Female sommeliers are a rarity in SA, but these women are changing that

Restaurant patrons are often surprised when the sommelier is a woman, especially when she's black

07 April 2019 - 00:07 By Lisa Witepski

Eyebrows almost always rise when the sommelier at Majeka House's Makaron Restaurant presents the wine list. That, says Brenda Karamba (the sommelier in question), is because guests aren't expecting a woman; let alone an African one who barely tops 1.6m.
"People often ask me if they can see the sommelier, and then do a double take when I tell them they're looking at her. I used to find it tedious, especially when they were asking questions to test my knowledge, but now I'm almost disappointed if someone doesn't look shocked."
Karamba's patrons can't be blamed for looking twice - female sommeliers are still a rarity in SA. According to Wayve Kolevsohn, a board member of the SA Sommeliers Association (SASA), only 47 of the association's 154 members (excluding corporate members) are female. This hints at the general representation in the industry.
It's an industry that demands long hours and ignores public holidays - hardly ideal if you're a mother. It also involves a great deal of physicality, which may deter some women.
That said, Gosia Zielinska of The Pot Luck Club believes once a woman has her foot in the door, she'll find it easier to get ahead in SA than elsewhere. This is largely thanks to the relatively immature nature of our industry. "A smaller industry means fewer people to compete with, so if you're good, you can make it," she says.
Then again, there's still the hurdle of perception to overcome.
This is something Karamba and Penelope Setti, manager and sommelier at The Chef's Warehouse, have had experience with. "In African culture, there's the notion that women shouldn't have anything to do with alcohol - not even drinking it," says Karamba.
Setti agrees. "I dated a man whose friends asked if it was even possible for me to be a sommelier, since I'm female."
This may be why both women feel that education is such an important part of their job. For Karamba, it's not just about drinking wine; it's making sure people understand the story behind each bottle. That's what makes SA's wine industry so exciting in her opinion. Blocked from international trends because of apartheid sanctions, local winemakers became more experimental.
Setti is also galvanised by overturning the misconception that being a sommelier is a free pass to all-day drinking. "People think I do nothing but sit around and get drunk, which is obviously not the case."
One of the reasons such beliefs persist is because we drink surprisingly little wine. Zielinska reveals SA has the lowest wine consumption of any wine-producing country.
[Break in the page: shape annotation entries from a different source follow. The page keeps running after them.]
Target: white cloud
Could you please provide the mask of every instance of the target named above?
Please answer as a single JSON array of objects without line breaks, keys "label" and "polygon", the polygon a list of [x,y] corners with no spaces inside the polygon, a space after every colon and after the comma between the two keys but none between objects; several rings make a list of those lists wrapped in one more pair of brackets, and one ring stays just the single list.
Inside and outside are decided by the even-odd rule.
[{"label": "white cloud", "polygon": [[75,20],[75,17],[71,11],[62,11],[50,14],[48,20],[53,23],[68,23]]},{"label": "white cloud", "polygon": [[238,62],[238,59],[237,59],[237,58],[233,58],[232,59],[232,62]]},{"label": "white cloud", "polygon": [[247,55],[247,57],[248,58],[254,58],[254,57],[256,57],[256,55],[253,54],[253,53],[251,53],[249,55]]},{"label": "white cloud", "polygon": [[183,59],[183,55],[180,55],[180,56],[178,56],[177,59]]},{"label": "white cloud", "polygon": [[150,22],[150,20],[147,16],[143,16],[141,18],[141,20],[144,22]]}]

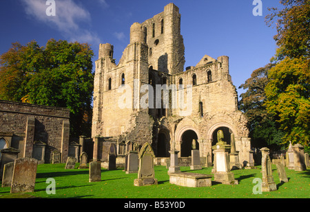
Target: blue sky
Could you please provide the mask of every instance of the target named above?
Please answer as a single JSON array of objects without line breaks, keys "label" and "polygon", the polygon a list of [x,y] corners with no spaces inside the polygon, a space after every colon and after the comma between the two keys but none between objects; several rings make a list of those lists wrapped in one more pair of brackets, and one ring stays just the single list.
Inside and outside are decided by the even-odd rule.
[{"label": "blue sky", "polygon": [[[275,54],[276,28],[268,27],[267,8],[277,0],[262,0],[262,16],[254,16],[254,0],[54,0],[56,16],[47,16],[47,0],[0,0],[0,54],[12,43],[34,40],[45,45],[50,38],[91,45],[98,58],[99,43],[114,46],[118,62],[129,43],[130,28],[174,3],[181,14],[185,65],[195,66],[205,55],[229,57],[229,73],[238,87],[252,71]],[[238,95],[244,93],[238,89]]]}]

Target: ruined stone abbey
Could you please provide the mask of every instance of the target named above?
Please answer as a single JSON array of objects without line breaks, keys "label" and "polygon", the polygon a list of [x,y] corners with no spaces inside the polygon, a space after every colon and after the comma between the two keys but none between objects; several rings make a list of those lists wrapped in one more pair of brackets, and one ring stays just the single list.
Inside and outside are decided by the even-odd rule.
[{"label": "ruined stone abbey", "polygon": [[[229,57],[215,59],[205,55],[196,66],[185,69],[180,23],[179,10],[173,3],[143,23],[134,23],[130,27],[130,43],[118,64],[113,58],[113,45],[100,45],[95,62],[94,159],[105,161],[111,144],[115,145],[118,156],[123,156],[145,142],[152,145],[156,157],[169,157],[169,151],[174,148],[179,157],[188,157],[193,140],[200,157],[206,157],[213,154],[211,147],[221,130],[227,144],[234,133],[240,162],[249,161],[247,121],[238,110]],[[165,93],[169,101],[164,101],[161,89],[165,84],[177,88]],[[142,89],[144,85],[149,89]],[[128,94],[122,88],[132,89]],[[192,95],[187,95],[189,89]],[[132,101],[121,107],[125,92]],[[162,101],[158,101],[156,93],[163,95]],[[185,108],[178,104],[181,99],[188,100]],[[174,107],[176,99],[178,102]],[[139,106],[147,102],[153,105]]]}]

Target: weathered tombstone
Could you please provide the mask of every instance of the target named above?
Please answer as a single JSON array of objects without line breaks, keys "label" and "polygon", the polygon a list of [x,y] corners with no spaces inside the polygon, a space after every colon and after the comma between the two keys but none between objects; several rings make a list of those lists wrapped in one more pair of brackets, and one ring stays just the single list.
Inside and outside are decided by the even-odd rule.
[{"label": "weathered tombstone", "polygon": [[101,164],[100,162],[90,163],[90,182],[101,181]]},{"label": "weathered tombstone", "polygon": [[139,152],[139,170],[138,178],[134,180],[134,185],[145,186],[157,185],[157,179],[154,178],[154,158],[155,154],[149,143],[145,143]]},{"label": "weathered tombstone", "polygon": [[80,165],[79,169],[87,169],[88,157],[86,152],[83,152],[80,156]]},{"label": "weathered tombstone", "polygon": [[12,178],[13,177],[14,162],[8,163],[4,165],[3,176],[2,177],[2,187],[10,187]]},{"label": "weathered tombstone", "polygon": [[176,150],[169,151],[170,153],[170,165],[169,166],[168,173],[180,172],[180,166],[178,165],[178,153],[179,151]]},{"label": "weathered tombstone", "polygon": [[200,156],[199,150],[192,150],[192,164],[190,166],[192,170],[202,169],[200,164]]},{"label": "weathered tombstone", "polygon": [[277,187],[272,176],[271,160],[269,156],[269,149],[263,148],[262,151],[262,191],[272,191],[277,189]]},{"label": "weathered tombstone", "polygon": [[21,158],[14,161],[11,193],[33,192],[36,182],[38,160]]},{"label": "weathered tombstone", "polygon": [[75,167],[76,158],[75,157],[68,157],[67,163],[65,163],[65,169],[74,169]]},{"label": "weathered tombstone", "polygon": [[205,157],[205,166],[206,167],[209,167],[212,166],[212,163],[211,163],[211,155],[210,155],[210,153],[208,152],[207,154],[207,156]]},{"label": "weathered tombstone", "polygon": [[1,158],[0,161],[1,178],[2,178],[2,175],[3,174],[4,165],[10,162],[14,162],[14,161],[17,158],[18,154],[20,152],[20,150],[13,148],[8,148],[0,150],[0,152],[1,153]]},{"label": "weathered tombstone", "polygon": [[108,170],[116,169],[116,145],[114,143],[111,143],[107,158]]},{"label": "weathered tombstone", "polygon": [[309,154],[304,153],[304,163],[307,169],[310,168],[310,163],[309,161]]},{"label": "weathered tombstone", "polygon": [[228,152],[230,150],[230,145],[223,141],[224,134],[222,130],[218,131],[218,143],[212,147],[214,154],[214,167],[212,172],[214,173],[214,181],[223,184],[238,184],[235,180],[234,173],[230,172],[229,158]]},{"label": "weathered tombstone", "polygon": [[43,164],[45,163],[45,147],[46,143],[42,141],[34,141],[32,157],[38,160],[39,164]]},{"label": "weathered tombstone", "polygon": [[61,163],[61,152],[58,150],[55,150],[52,153],[52,163]]},{"label": "weathered tombstone", "polygon": [[300,143],[297,143],[293,146],[294,151],[294,170],[304,171],[307,169],[304,164],[304,147]]},{"label": "weathered tombstone", "polygon": [[289,169],[294,169],[294,151],[293,150],[293,146],[291,142],[289,141],[289,148],[287,151],[287,158],[289,161],[289,164],[287,165],[287,168]]},{"label": "weathered tombstone", "polygon": [[137,173],[138,170],[138,152],[136,151],[130,151],[127,157],[126,174]]},{"label": "weathered tombstone", "polygon": [[280,182],[287,182],[289,179],[287,176],[287,173],[285,172],[285,166],[282,163],[276,163],[278,175],[279,176]]},{"label": "weathered tombstone", "polygon": [[231,148],[229,153],[229,167],[231,170],[242,169],[242,166],[239,163],[239,152],[236,150],[236,141],[234,133],[230,134]]}]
If your family drinks wine only because it's your uncle's birthday - and inevitably overdoes it - curating a collection of vintages isn't something you'd necessarily consider as a career.
SASA is embarking on a recruitment drive this year to change this, says Kolevsohn. "Our wine culture is strongest in the Western Cape, so we're focusing on educating youth in Durban, Gauteng and Port Elizabeth to encourage more people to join the industry."
There are also a number of initiatives aiming at promoting women of colour. Setti was the beneficiary of Women In Wine, while the Black Cellar Club has been established as a network for African sommeliers. She says it also helps to belong to one of the burgeoning informal wine-tasting groups.
Though Setti feels women's opinions about wine are undervalued by restaurant managers who think they know better (an irony, she says, since the people selling the wine have the best understanding of the market's changing tastes), Zielinska paints a far more optimistic picture.
"There's so much accent on diversity in SA, so if you've had the right training, a woman's opportunities are just as good as anyone else's."